Há semanas, os moradores da cidade mineira, que fica a 100 km da capital Belo Horizonte, vivem na iminência de uma queda da estrutura. Há uma expectativa de que com o rompimento, um fenômeno similar ao de Brumadinho ocorra, inundando parte da cidade com lama de rejeito.
A própria Vale reconhecia a possibilidade de que vibrações causadas pelo desprendimento dele poderiam servir como gatilho para o rompimento da barragem.
Os blocos -que se desprenderam da parede interna- se acomodaram no fundo da cava, jargão técnico para o “buraco” da barragem.
Segundo a Vale, avaliações mostram que o material está tendo deslizamento gradual. Na terça-feira (28), a mineradora divulgou um comunicado, com análises técnicas, apontando que a queda da estrutura não deveria interferir na situação da barragem Sul Superior, a 1,5 km de distância.
O talude vinha registrando deslocamento de 15 a 20 centímetros ao ano, desde 2012, segundo manifestação que a Vale entregou à Justiça de Minas Gerais. A Agência Nacional de Mineração havia divulgado que seriam 10 centímetros ao ano. Desde o fim de 2018, porém, o deslocamento total foi de dois metros, segundo a ANM.
Uma queda do talude poderia provocar vibrações no solo e servir de gatilho para o rompimento da barragem de rejeitos Sul Superior.
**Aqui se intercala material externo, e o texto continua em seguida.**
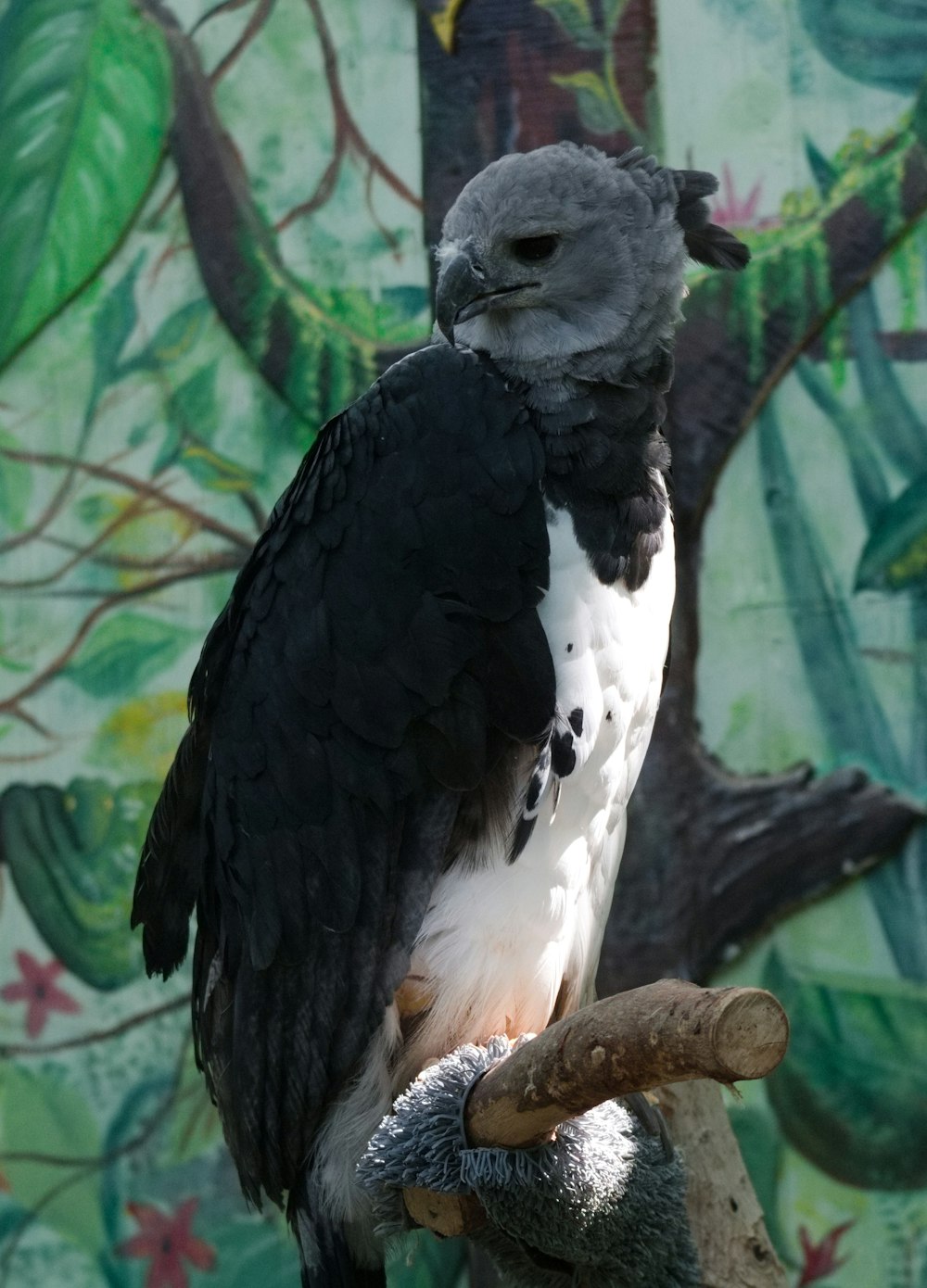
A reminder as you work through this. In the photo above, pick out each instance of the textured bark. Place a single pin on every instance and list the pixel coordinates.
(664, 1032)
(725, 1218)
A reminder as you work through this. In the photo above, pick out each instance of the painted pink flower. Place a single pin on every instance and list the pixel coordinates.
(731, 208)
(167, 1241)
(820, 1258)
(36, 988)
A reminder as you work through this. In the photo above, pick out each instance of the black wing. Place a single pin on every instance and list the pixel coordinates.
(379, 653)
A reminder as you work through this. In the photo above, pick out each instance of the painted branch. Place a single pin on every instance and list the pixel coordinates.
(664, 1032)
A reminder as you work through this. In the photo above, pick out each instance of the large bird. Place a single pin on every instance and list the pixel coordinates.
(400, 805)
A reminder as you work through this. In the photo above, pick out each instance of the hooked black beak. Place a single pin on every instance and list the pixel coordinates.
(464, 293)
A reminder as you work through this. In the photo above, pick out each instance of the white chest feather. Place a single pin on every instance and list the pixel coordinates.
(505, 944)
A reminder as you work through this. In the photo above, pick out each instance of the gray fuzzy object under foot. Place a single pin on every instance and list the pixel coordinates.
(601, 1205)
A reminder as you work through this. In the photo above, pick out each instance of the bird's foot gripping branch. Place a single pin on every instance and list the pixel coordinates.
(525, 1149)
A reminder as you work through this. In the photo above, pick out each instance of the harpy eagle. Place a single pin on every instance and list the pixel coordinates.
(400, 805)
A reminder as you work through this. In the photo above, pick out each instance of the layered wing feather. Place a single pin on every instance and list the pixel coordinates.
(379, 657)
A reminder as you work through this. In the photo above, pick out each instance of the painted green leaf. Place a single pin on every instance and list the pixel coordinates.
(762, 1148)
(84, 101)
(253, 1252)
(124, 652)
(576, 19)
(46, 1117)
(213, 471)
(847, 705)
(194, 402)
(895, 555)
(112, 324)
(874, 42)
(16, 485)
(596, 108)
(613, 12)
(848, 1095)
(173, 339)
(72, 855)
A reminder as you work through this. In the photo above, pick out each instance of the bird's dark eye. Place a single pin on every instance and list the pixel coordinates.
(531, 250)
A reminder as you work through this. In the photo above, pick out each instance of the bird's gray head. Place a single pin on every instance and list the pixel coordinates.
(563, 251)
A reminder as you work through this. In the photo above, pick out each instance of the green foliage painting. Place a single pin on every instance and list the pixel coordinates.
(213, 236)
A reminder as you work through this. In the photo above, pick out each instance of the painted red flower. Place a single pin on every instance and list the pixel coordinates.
(36, 988)
(165, 1238)
(820, 1258)
(739, 211)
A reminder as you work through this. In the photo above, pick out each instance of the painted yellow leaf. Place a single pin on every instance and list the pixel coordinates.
(445, 22)
(142, 734)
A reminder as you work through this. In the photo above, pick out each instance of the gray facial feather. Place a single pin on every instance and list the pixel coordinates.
(609, 294)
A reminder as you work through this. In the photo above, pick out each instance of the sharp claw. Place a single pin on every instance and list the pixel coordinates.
(652, 1119)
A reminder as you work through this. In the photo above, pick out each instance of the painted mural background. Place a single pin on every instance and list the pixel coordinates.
(169, 346)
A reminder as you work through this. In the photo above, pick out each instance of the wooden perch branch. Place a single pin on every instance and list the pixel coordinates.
(660, 1033)
(666, 1032)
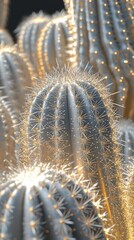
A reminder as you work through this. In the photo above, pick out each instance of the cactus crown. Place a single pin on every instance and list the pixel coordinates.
(41, 202)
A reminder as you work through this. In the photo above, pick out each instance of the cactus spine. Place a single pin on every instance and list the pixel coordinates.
(44, 203)
(52, 43)
(126, 138)
(71, 121)
(15, 73)
(8, 134)
(3, 12)
(28, 34)
(5, 38)
(103, 40)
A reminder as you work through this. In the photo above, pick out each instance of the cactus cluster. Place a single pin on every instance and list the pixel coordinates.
(69, 131)
(45, 203)
(70, 121)
(104, 39)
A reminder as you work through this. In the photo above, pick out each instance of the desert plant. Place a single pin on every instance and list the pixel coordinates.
(104, 39)
(4, 4)
(129, 198)
(15, 75)
(8, 134)
(52, 43)
(5, 37)
(71, 120)
(126, 139)
(28, 33)
(41, 202)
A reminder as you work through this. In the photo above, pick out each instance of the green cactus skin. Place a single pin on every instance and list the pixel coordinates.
(52, 43)
(71, 119)
(103, 40)
(4, 4)
(5, 38)
(126, 138)
(8, 134)
(44, 203)
(15, 74)
(28, 33)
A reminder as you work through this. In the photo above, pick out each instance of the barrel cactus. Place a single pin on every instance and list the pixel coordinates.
(28, 33)
(41, 202)
(52, 43)
(129, 198)
(4, 4)
(126, 138)
(104, 39)
(8, 134)
(5, 37)
(15, 74)
(71, 120)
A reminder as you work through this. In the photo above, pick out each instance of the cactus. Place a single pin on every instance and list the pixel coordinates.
(129, 198)
(104, 40)
(71, 120)
(4, 4)
(52, 43)
(126, 138)
(8, 134)
(28, 33)
(5, 37)
(15, 74)
(44, 203)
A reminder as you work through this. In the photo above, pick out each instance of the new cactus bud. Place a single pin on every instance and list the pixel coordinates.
(71, 120)
(15, 75)
(104, 41)
(126, 139)
(52, 43)
(4, 4)
(28, 33)
(8, 134)
(41, 202)
(5, 37)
Localizada a 1,5 km de distância da cava da mina, a estrutura já se encontra em nível de risco 3 (que significa ruptura iminente ou já ocorrendo).
Na quinta-feira, a parte inferior do talude estava com velocidade de deformação de 24,6 centímetros por dia. Em pontos isolados, já havia atingido 29,1 centímetros por dia.
Em fevereiro, cerca de 440 pessoas foram retiradas da zona de auto salvamento -a primeira a ser atingida em caso de rompimento- quando a barragem teve nível de risco elevado para 2. No final de março, o nível de risco aumentou para 3 -o último grau, que significa ruptura iminente ou já ocorrendo.
Mesmo que a queda do talude não cause o rompimento, a situação da barragem de rejeitos ainda preocupa. A Vale diz que continua monitorando a estrutura.
Segundo a Defesa Civil de Minas Gerais, cerca de 10 mil pessoas estão em áreas que podem ser inundadas em Barão de Cocais, Santa Bárbara e São Gonçalo do Rio Abaixo. Destas, 6.000 vivem em Barão de Cocais, onde a lama chegaria dentro de 1h12. O dam break -estudo de hipóteses de rompimento- aponta que as inundações se estenderiam até 72,5 km, sendo mais expressivas nos primeiros 52 km.
Os moradores vinham tendo reuniões com a Vale sobre segurança antes de acontecer o rompimento da barragem na mina Córrego do Feijão, em Brumadinho. A tragédia, ocorrida no dia 25 de janeiro, deixou 242 mortos e 28 desaparecidos.